Raúl Jiménez se lesiona antes del derbi de Black Country
Wolves llega tocado al derbi de Black Country del domingo ante West Bromwich Albion. Pierde a su referencia en ataque. Pierde a Raúl Jiménez.
El delantero mexicano, de 35 años, se dañó la rodilla izquierda en la derrota por 1-0 ante Everton en la Carabao Cup, el miércoles. Tuvo que abandonar el campo y encendió todas las alarmas en Molineux.
César Peixoto no esconde la preocupación, pero tampoco entra en pánico. El técnico de Wolves aún no puede precisar cuánto tiempo estará fuera su ‘9’, aunque sí dejó claro que el calendario, por una vez, juega a su favor.
“Raúl se ha lesionado la rodilla. No es demasiado grave. Pero todos estamos frustrados porque es un jugador clave para nosotros”, explicó en BBC Radio WM.
“Estará fuera unas semanas. Pero tenemos este parón de selecciones para que se recupere, así que se quedará con nosotros”.
El golpe llega en pleno momento de reencuentro del mexicano con la afición de Molineux. Desde su regreso este verano tras tres años en Fulham, Jiménez ha marcado tres goles: dos de penalti y uno, el más celebrado, el domingo pasado, cuando firmó en los minutos finales el tanto de la victoria en el campo de Sheffield United. Era su primer gol en jugada abierta desde su vuelta.
Justo cuando empezaba a encadenar minutos, ritmo y confianza, la rodilla dijo basta.
Un derbi que sigue esperando a Raúl
El duelo ante West Bromwich Albion tenía un componente especial para el delantero.

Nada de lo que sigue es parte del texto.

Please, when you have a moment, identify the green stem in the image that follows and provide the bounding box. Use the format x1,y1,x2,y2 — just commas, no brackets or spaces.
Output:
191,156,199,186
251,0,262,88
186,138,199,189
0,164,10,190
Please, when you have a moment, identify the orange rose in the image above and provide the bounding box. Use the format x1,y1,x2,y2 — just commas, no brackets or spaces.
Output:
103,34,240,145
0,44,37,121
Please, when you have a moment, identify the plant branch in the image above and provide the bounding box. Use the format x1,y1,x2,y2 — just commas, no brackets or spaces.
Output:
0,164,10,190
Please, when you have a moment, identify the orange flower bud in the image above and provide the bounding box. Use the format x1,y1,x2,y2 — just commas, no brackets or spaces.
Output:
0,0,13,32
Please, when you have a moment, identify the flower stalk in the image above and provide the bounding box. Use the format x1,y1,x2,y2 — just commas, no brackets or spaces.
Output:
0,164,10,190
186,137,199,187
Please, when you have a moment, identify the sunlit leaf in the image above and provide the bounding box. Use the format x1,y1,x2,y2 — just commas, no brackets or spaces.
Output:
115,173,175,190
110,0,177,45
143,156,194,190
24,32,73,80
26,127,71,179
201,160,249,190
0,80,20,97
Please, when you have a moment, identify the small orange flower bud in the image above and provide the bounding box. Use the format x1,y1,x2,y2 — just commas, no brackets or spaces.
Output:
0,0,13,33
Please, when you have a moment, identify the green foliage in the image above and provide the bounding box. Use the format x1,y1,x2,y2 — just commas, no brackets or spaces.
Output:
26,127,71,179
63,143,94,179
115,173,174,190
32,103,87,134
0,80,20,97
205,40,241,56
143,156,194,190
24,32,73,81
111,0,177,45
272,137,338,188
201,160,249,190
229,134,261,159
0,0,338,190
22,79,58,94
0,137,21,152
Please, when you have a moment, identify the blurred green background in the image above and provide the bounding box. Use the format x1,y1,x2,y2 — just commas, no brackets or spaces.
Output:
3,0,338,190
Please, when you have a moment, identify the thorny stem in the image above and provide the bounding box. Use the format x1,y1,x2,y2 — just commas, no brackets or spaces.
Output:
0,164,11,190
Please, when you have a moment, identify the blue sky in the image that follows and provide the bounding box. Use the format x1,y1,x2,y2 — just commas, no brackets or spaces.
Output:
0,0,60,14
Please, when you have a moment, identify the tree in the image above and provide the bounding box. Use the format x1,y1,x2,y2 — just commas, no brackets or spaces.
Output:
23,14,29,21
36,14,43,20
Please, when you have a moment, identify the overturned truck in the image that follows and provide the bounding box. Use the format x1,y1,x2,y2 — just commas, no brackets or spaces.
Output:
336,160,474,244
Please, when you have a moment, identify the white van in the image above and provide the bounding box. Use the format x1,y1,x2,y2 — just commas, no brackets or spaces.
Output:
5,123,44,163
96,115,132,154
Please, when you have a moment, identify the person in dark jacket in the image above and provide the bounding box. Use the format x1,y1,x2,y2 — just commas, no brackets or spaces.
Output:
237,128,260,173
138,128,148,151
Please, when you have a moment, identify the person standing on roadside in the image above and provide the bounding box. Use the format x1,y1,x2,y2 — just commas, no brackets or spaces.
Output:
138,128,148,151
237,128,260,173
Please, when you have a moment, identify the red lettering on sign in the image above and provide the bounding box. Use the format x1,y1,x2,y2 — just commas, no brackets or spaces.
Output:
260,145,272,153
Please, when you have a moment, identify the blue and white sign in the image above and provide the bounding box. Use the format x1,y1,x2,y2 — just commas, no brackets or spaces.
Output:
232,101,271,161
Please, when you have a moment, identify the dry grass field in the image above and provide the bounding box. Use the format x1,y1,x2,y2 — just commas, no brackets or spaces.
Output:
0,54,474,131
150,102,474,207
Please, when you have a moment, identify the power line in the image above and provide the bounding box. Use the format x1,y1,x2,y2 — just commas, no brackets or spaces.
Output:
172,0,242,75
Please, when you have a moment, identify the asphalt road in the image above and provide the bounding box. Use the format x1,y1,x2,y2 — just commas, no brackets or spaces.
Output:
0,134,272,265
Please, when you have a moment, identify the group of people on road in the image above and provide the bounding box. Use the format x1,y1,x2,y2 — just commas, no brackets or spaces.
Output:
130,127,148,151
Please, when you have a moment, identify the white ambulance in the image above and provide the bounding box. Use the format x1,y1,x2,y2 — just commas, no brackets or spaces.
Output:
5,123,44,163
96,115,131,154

Aún no ha disputado un derbi de Black Country. Se perdió los dos de la temporada 2020-21, en plena era post-Covid, tras la fractura de cráneo sufrida frente a Arsenal. Aquel golpe marcó su carrera. Este nuevo contratiempo le vuelve a dejar a un lado en una de las citas más calientes del año para Wolves.
Peixoto fue preguntado tras el encuentro en el Hill Dickinson Stadium si se había planteado reservar a Jiménez pensando precisamente en el derbi. El portugués fue claro:
“Tenía que jugar para mantener el ritmo de cara al domingo”.

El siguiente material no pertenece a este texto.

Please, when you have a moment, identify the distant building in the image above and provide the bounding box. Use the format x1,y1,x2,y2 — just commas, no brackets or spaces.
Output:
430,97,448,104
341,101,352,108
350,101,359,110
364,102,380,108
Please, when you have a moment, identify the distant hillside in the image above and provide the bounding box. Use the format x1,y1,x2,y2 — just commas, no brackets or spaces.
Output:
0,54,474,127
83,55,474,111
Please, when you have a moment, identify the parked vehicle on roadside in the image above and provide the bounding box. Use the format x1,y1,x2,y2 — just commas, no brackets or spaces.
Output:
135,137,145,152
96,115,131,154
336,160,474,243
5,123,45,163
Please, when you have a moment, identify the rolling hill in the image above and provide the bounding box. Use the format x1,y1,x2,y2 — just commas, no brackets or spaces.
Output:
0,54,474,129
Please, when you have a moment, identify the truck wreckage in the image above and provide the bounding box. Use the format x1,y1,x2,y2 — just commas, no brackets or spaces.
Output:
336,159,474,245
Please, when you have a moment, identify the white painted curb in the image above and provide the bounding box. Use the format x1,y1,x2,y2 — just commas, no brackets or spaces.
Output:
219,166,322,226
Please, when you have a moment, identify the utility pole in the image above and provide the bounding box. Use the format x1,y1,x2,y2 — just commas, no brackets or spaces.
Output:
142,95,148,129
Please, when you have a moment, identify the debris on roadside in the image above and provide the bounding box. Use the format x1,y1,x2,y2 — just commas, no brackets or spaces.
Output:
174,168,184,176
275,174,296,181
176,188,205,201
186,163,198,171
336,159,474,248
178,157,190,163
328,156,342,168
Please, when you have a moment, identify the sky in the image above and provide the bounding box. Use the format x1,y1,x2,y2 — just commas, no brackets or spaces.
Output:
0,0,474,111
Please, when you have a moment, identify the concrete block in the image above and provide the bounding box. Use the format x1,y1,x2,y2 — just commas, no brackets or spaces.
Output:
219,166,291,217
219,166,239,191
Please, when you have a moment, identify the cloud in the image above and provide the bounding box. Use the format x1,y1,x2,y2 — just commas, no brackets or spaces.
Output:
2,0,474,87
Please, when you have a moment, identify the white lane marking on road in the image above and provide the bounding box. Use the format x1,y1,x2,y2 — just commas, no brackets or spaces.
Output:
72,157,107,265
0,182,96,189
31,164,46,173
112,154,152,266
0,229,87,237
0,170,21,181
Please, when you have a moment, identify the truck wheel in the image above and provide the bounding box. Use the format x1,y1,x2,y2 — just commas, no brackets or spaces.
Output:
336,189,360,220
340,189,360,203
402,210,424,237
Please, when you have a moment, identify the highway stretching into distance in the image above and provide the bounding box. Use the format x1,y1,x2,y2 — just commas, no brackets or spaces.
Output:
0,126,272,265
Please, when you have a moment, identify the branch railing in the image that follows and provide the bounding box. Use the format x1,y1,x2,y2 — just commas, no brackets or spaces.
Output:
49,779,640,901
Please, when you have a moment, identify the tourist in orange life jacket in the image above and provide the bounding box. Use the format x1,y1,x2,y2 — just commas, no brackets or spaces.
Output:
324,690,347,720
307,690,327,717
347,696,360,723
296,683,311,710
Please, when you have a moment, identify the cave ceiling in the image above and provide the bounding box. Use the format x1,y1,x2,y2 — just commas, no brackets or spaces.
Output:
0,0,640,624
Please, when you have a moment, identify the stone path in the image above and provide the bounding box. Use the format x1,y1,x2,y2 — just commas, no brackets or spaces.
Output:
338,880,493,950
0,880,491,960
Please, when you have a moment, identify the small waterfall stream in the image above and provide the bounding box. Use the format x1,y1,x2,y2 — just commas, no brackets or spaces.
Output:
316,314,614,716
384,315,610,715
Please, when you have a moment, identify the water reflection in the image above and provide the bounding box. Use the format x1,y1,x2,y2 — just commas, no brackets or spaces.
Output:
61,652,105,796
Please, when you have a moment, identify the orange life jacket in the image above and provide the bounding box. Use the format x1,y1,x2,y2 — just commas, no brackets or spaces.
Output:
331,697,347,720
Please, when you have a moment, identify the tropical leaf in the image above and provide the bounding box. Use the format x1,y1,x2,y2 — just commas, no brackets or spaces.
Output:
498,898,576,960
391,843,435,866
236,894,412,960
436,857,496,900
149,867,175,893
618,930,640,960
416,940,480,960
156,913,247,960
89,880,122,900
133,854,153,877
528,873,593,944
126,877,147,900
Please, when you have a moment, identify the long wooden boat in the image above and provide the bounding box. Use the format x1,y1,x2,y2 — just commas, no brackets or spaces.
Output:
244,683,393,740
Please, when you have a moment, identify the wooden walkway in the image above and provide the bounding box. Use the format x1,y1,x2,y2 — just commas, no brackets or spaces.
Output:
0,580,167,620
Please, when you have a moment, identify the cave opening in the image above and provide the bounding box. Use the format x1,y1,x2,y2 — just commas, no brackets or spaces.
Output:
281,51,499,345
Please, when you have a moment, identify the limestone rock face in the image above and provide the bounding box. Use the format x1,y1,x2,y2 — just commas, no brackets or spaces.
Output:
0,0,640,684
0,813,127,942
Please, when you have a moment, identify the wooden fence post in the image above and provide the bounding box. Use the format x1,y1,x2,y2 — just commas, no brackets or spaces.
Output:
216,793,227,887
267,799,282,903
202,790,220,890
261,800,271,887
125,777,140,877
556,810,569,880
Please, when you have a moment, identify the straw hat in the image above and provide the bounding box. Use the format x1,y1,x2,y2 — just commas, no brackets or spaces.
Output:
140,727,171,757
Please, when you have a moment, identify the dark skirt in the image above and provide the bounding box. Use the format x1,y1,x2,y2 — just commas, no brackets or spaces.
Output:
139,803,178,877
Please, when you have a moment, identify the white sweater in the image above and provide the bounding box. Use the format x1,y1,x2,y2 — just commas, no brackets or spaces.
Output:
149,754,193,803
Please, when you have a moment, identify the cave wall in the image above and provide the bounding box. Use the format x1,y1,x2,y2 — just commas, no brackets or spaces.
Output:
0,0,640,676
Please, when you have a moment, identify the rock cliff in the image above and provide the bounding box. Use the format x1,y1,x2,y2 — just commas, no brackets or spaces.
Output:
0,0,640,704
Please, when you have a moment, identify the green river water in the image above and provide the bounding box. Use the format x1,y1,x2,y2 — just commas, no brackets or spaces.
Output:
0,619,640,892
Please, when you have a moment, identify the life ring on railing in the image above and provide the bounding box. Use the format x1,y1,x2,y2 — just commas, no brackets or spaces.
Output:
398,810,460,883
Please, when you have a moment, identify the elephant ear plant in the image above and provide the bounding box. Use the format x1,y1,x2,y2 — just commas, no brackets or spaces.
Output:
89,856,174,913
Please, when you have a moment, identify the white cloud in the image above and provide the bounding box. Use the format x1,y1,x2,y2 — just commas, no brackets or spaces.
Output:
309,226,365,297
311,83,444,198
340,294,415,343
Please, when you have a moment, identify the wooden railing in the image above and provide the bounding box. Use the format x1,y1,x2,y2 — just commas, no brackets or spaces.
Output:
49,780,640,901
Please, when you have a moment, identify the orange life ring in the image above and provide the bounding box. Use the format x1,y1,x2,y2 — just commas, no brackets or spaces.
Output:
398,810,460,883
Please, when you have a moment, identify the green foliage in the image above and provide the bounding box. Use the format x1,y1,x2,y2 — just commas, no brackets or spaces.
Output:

La apuesta salió cara. Wolves pierde a su hombre más experimentado en ataque justo antes de un partido que se juega tanto en la grada como en el césped. El técnico, eso sí, se aferra al parón internacional como margen para no alargar el drama.

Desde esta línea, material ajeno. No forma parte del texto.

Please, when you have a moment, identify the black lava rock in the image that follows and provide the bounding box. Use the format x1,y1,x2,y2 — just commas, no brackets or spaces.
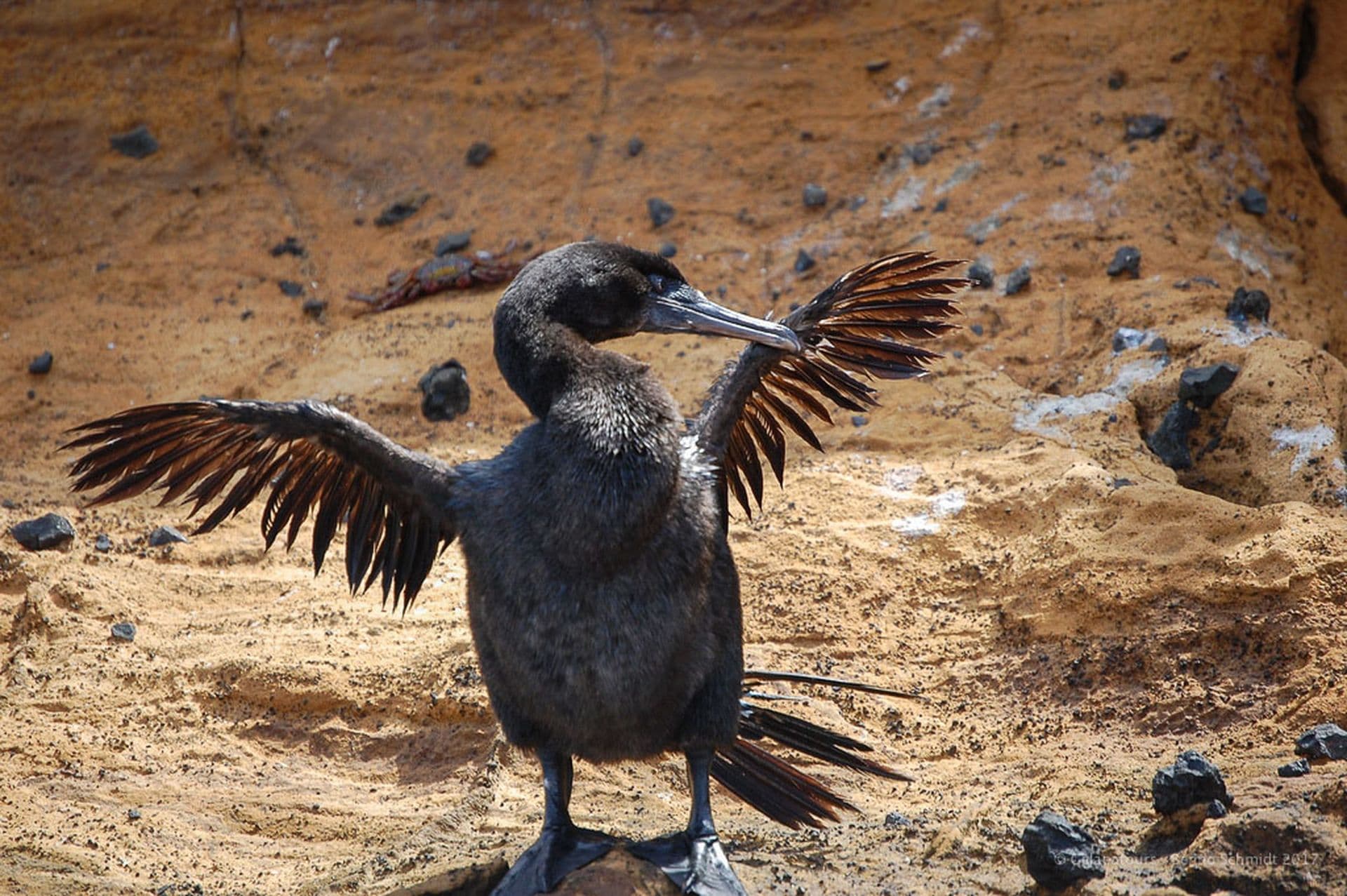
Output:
1277,758,1309,777
1146,401,1198,470
908,140,940,164
1296,722,1347,758
1006,264,1031,295
271,236,306,259
1179,363,1239,408
108,126,159,159
1123,114,1170,143
463,140,496,168
645,196,674,228
1113,326,1146,354
1239,187,1268,215
9,514,76,551
1019,810,1103,889
968,262,996,290
435,230,473,258
884,813,912,830
147,526,187,547
1108,245,1141,280
375,193,429,228
416,361,470,420
1226,287,1271,323
1151,749,1234,815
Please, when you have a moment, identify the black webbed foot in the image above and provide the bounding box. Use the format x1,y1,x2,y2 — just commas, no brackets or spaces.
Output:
628,831,748,896
492,824,617,896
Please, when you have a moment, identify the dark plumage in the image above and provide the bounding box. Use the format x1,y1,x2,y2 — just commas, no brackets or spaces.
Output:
70,243,965,893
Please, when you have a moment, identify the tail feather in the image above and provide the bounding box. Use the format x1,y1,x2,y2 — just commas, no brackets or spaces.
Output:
711,672,913,829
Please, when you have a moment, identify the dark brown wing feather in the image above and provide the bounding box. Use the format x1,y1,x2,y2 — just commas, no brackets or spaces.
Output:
711,671,912,829
694,252,968,516
62,400,457,612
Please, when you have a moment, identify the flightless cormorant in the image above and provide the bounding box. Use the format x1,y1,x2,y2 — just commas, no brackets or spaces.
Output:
67,243,966,895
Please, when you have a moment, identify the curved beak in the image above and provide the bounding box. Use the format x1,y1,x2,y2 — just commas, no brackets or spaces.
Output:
641,280,804,354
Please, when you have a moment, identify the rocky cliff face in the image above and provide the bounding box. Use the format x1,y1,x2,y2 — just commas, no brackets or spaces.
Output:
0,0,1347,893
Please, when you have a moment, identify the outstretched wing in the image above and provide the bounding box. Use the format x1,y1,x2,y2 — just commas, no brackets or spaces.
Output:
694,252,968,516
62,400,457,612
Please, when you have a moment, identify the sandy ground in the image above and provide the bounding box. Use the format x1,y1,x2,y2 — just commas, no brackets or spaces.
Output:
0,0,1347,896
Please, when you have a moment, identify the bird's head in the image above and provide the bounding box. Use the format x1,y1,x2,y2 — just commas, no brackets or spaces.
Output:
496,243,801,352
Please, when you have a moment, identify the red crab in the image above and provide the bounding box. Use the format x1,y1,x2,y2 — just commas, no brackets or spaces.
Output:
349,241,524,312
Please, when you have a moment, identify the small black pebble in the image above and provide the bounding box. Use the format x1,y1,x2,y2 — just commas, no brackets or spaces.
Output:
1277,758,1309,777
884,813,912,830
1146,401,1198,470
1228,284,1271,323
28,352,53,373
416,360,471,422
1108,245,1141,280
968,262,996,290
108,126,159,159
1006,264,1031,295
1019,810,1103,889
645,196,674,228
435,230,473,258
9,514,76,551
1123,114,1170,143
463,140,496,168
1296,722,1347,758
147,526,187,547
371,193,429,228
271,236,304,258
1151,749,1233,815
1239,187,1268,214
1179,363,1239,408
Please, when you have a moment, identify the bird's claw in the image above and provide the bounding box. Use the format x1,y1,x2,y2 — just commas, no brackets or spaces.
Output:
628,833,748,896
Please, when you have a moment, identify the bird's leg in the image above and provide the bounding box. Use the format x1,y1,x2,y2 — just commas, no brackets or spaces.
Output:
492,751,617,896
631,748,748,896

“Estas cosas pueden pasar en un partido o en un entrenamiento. No controlamos este tipo de cosas”, lamentó.
Ahora, el reto es inmediato y exigente: encontrar, en cuestión de días, un nuevo líder ofensivo para un derbi que no espera a nadie. Jiménez, otra vez, tendrá que verlo desde fuera. Y Wolves, otra vez, deberá demostrar si sabe vivir sin él en el momento más caliente del calendario.